SUMMARY OF THE ARCHEOLOGICAL SURFACE SURVEY
OF THE VILLAGE OF OAK BROOK
By Audrey L. Muschler
For 10,000 years, before the coming of the French and Spanish explorers, Indian cultures lived within the present day boundary of the Village of Oak Brook. Their presence here is demonstrated by the finding of their beautifully chipped projectile points.
In April 1974, the Oak Brook Village Board contracted for an Archeological Surface Survey of the undeveloped land in the village. A walking survey was conducted in May 1974 by a staff member of the Foundation for Illinois Archaeology, Dr. Stuart Struever, Northwestern University. He prepared a report and an analysis of his findings. Residents who had found or collected artifacts in the village were interviewed, artifacts were photographed and identified, prehistoric sites were located and an analysis and recommendation was compiled.
Dr. Struever notes in the report, "Indian cultures were present in the Oak Brook area from at least the Early Archaic period (8,000 to 5,000 B.C.) through the period of pioneer settlement in the early 1800's…..Most of the artifacts that have been collected by individual laymen and by the 1974 archeological survey are projectile points, scrapers and knives---all tools associated with hunting and butchering. It appears that the mixed forest-prairie area of northeastern Illinois abounded in game, particularly the white-tailed deer and the American elk. The area had a much lower potential for the gathering of wild plant foods and for fishing. There was also very little potential for hoe agriculture. We may tentatively suggest that the primary occupation of this area was by hunting bands which camped at favorable places for a short period while they sought, killed and processed local game."
Two prehistoric sites were located by the walking survey: Oak Brook Site No. 1 south of 35th Street (the Hawthorn Realty property at the time), and Oak Brook Site #2 near the Graue Mill on the Oak Brook-Hinsdale border (the Collin property at the time).
The prehistoric No. l camp site is of the Archaic period probably dating in the range of 2,500 to 3,000 B.C. The No. 2 camp site is of the Early or Middle Archaic periods dating from 8,000 to 3,000 B.C.
The third known prehistoric site was formerly the Harger Farm located south of Harger Road and north of 22nd Street. This area is now the location of various corporations. Mrs. Edward Epcke's ( nee Marie Harger) collection consisted of about 30 artifacts dating from the Late Archaic period 3,000 B.C. to the Mississippian period A.D. 900.
Artifacts found by the Sluma family on Spring Road north of the Collin property date to the Late Archaic period 3,000 to 500 B.C. and Early Woodland period 500 to 100 B.C. Joseph Rush, a former Oak Brook Village Trustee, found a projectile point and a flint drill (3,000 to 500 B.C.) on his property north of the Bluma property. These findings suggest that the Oak Brook Site No. 2 may actually extend northward in that area.
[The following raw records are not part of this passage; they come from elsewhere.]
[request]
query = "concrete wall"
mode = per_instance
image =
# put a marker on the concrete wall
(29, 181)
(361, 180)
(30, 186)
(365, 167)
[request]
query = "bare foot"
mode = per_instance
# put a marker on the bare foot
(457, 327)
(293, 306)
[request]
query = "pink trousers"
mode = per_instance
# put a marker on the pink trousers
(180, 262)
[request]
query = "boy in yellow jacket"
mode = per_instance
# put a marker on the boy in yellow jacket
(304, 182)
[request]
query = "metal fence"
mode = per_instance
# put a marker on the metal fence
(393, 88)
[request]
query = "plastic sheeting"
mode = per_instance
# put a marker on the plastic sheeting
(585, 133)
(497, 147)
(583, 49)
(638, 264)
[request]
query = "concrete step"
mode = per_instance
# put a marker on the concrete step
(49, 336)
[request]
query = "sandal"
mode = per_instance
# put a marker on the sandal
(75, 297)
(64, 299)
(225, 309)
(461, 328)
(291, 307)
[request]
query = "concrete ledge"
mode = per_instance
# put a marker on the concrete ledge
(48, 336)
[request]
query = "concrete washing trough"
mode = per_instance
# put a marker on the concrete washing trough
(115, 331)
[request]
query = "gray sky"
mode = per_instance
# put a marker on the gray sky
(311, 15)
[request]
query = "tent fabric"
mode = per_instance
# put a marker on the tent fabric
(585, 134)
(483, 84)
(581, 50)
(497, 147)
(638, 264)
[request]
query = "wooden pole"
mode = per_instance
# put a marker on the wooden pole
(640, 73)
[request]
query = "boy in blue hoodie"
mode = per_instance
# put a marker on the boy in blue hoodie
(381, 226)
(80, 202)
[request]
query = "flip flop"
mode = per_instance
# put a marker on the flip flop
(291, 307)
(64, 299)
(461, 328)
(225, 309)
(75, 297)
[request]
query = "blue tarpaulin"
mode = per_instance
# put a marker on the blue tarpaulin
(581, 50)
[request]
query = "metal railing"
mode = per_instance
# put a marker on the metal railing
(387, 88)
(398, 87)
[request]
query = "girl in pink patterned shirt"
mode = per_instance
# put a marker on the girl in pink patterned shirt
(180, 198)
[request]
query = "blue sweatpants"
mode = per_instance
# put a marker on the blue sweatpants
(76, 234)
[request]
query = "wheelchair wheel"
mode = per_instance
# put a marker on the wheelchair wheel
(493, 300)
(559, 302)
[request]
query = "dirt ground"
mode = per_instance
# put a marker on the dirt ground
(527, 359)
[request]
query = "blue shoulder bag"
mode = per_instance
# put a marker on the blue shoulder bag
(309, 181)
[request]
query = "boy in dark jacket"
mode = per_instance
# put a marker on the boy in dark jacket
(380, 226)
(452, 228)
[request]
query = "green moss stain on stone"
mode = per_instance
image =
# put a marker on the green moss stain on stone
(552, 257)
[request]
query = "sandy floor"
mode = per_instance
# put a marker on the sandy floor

Additional artifacts found in other locations within the Village include: two grooved sandstone abraders, three projectile points and a notched spearhead dating about 3,000 to 4,000 B.C. and a Tamms points dating from 750 to 400 A.D., a projectile point of the Archaic period, a single grooved axe dating 3,000 to 500 B.C. and several projectile points along a tributary to Salt Creek near the Fullersburg Forest Preserve dating to 3,000 B.C.
Dr. Struever points out. "Perhaps the most significant unknown aspect of the Oak Brook archeological survey concerns the extensive area encompassed within three country clubs (York, Butterfield and Midwest) and the Butler International Sports Core. In all four areas much of the original land surface remains intact, through landscaping activities have superficially altered the ground surface in specific localities. All three country clubs and the Sports Core are now covered with grass intermingled with small areas of forest. Potential archeological sites exist in all four areas but cannot be located at present due to the vegetation cover."